If I see Patti and I are near a Medicare tripwire this year, I can prudently use my Roth instead of sales from our taxable investment account to lower MAGI and dodge the tripwire.


If I have concerns about future Medicare premium tripwires and marginal taxes, the only way to avoid them is to get more out of our traditional IRAs now. That means I make a judgment that it is better to pay more tax now to avoid much more tax in the future. I should be happy to pay more tax now at the 22% marginal rate to avoid paying at the 32% rate in the future. More taxable income now could mean crossing Medicare tripwires in one year but avoiding them in for a number of future years.


You have three ways to lower the amount in your traditional IRAs; Patti and I have done all three to some extent. 1) You can convert traditional IRA to Roth. 2) You can donate from your IRAs earlier than you might otherwise plan to do. 3) You can withdraw more from your traditional IRAs and give the net to your heirs for their IRAs; the sum for you and them is, basically, no taxes paid: you pay tax, but they avoid tax, in effect,  on their contribution to their IRA.


== Steps I take ==


I list the steps for my tax planning on the template. My sheet differs slightly from the template. I don’t enter my SSA on the spreadsheet (cell C24). I will pay us less than my calculated SSA, as I described in this post. I enter our desired after-tax amount for our spending on my altered sheet. I then find the total gross security sales for that.
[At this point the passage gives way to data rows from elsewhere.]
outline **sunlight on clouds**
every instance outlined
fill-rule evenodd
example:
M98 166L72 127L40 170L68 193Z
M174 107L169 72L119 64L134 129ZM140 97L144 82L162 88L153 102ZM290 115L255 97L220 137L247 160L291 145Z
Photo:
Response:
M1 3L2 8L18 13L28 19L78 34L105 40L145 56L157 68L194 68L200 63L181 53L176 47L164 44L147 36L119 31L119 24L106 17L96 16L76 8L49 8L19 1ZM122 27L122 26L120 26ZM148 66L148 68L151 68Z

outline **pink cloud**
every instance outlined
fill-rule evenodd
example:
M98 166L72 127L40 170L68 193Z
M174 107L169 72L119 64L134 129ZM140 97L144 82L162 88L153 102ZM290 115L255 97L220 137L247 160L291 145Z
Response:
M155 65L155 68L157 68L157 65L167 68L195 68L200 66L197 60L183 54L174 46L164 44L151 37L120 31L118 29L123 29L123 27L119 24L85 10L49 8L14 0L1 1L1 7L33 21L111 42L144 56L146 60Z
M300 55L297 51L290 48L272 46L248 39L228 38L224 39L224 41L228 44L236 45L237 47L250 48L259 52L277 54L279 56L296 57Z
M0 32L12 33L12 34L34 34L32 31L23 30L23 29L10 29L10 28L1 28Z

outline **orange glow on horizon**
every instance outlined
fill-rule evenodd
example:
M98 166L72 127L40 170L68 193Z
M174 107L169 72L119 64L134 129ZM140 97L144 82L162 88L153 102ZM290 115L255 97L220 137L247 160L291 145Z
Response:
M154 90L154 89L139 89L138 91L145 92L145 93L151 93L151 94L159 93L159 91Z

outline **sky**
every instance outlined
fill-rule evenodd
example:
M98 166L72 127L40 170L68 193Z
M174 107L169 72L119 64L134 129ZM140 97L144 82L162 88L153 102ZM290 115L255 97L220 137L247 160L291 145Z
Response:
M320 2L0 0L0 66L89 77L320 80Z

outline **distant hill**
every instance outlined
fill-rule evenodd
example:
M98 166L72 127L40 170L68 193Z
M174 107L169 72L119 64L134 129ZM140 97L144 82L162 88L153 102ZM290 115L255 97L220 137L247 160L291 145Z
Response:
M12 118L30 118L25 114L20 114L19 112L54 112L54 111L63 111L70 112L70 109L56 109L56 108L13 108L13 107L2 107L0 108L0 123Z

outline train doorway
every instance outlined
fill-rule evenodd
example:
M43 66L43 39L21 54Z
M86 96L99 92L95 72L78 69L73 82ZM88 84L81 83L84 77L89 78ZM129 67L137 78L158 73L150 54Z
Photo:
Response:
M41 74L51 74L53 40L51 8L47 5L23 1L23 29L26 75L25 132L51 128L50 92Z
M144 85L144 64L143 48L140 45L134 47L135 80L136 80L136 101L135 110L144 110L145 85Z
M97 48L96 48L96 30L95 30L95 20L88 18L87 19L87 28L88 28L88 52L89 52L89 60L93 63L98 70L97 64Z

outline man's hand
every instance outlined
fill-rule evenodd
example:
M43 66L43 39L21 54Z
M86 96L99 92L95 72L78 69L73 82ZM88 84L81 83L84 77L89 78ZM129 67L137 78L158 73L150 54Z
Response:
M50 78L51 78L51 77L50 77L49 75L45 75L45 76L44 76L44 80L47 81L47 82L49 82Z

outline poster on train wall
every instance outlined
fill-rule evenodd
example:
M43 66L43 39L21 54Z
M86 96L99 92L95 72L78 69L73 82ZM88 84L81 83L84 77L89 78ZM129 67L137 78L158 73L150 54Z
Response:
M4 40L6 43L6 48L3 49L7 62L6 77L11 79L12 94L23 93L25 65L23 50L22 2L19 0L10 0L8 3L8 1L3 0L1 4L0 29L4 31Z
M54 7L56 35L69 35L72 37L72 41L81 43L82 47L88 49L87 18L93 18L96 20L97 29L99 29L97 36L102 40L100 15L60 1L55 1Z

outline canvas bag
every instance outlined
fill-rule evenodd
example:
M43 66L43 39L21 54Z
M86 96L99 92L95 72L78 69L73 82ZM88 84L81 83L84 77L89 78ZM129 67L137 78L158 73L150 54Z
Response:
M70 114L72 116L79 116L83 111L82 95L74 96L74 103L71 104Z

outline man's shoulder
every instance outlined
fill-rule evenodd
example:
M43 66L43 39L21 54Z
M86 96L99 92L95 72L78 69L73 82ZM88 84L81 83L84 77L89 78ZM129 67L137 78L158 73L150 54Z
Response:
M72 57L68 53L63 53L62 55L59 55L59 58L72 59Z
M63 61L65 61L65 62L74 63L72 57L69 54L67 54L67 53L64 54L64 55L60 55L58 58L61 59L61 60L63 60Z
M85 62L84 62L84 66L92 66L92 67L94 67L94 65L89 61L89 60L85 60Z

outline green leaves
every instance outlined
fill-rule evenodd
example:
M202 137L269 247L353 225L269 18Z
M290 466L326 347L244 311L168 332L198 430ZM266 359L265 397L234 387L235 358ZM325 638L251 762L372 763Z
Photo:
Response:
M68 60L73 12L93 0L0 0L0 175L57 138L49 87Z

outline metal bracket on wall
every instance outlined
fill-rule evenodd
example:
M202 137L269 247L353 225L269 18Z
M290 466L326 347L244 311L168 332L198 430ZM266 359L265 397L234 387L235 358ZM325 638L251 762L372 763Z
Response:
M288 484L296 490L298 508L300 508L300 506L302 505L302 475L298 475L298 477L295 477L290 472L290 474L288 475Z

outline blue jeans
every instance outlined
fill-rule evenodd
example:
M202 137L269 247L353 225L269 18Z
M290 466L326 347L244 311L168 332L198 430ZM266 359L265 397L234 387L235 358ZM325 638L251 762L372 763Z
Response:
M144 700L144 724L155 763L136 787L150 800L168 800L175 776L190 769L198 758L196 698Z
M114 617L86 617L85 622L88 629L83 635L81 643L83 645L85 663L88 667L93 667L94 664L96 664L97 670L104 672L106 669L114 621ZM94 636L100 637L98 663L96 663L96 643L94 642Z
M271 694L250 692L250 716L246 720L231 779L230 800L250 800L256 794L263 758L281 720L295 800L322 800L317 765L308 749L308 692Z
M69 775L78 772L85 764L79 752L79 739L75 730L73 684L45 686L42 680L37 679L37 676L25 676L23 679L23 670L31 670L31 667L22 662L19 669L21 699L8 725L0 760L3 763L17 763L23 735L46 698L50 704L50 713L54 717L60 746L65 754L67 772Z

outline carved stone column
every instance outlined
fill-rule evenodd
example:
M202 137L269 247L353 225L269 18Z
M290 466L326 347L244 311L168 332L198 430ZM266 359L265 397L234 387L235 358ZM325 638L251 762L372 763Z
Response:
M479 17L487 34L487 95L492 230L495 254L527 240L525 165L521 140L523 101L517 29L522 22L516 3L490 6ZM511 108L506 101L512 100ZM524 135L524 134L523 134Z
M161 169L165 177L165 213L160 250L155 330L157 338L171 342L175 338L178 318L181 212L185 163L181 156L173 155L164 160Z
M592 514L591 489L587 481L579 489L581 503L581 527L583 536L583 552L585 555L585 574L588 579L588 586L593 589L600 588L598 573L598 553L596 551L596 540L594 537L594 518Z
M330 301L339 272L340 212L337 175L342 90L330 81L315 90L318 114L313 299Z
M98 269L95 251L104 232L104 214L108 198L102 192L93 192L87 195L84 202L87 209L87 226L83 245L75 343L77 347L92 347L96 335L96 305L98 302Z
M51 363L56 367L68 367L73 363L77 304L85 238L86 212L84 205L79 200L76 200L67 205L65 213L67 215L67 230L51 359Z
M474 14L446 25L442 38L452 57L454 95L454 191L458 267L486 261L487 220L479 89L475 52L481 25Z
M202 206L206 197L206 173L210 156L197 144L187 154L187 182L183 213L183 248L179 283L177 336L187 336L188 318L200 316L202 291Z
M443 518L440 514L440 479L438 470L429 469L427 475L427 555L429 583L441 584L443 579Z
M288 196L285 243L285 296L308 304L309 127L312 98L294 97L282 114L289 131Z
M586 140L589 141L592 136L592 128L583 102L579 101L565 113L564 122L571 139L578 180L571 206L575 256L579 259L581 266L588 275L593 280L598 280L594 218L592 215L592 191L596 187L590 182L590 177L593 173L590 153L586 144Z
Conclusion. I complete a draft plan for our taxes the first week of August. The template I provide starts with your estimated SSA for 2023. You complete a spreadsheet that estimates total taxes for your 2022 return and the balance you will need to pay for the year. You then know the after-tax amount you have for your spending for 2023. You can jiggle with the three sources of cash to adjust your total 2022 taxes and your net for spending: sales of securities and withdrawal from your traditional IRAs; sales of securities in your taxable investment account; and sales of securities and withdrawal from your Roth account.


I think about future taxes, since our RMD could very likely increase by 50% in real spending power in a decade, and it could just be one of us alive then. I would like to avoid income levels that consistently trigger higher Medicare premiums and far too high of marginal tax relative to our spending desires. Solving this puzzle means incurring greater taxes now to avoid much greater taxes later.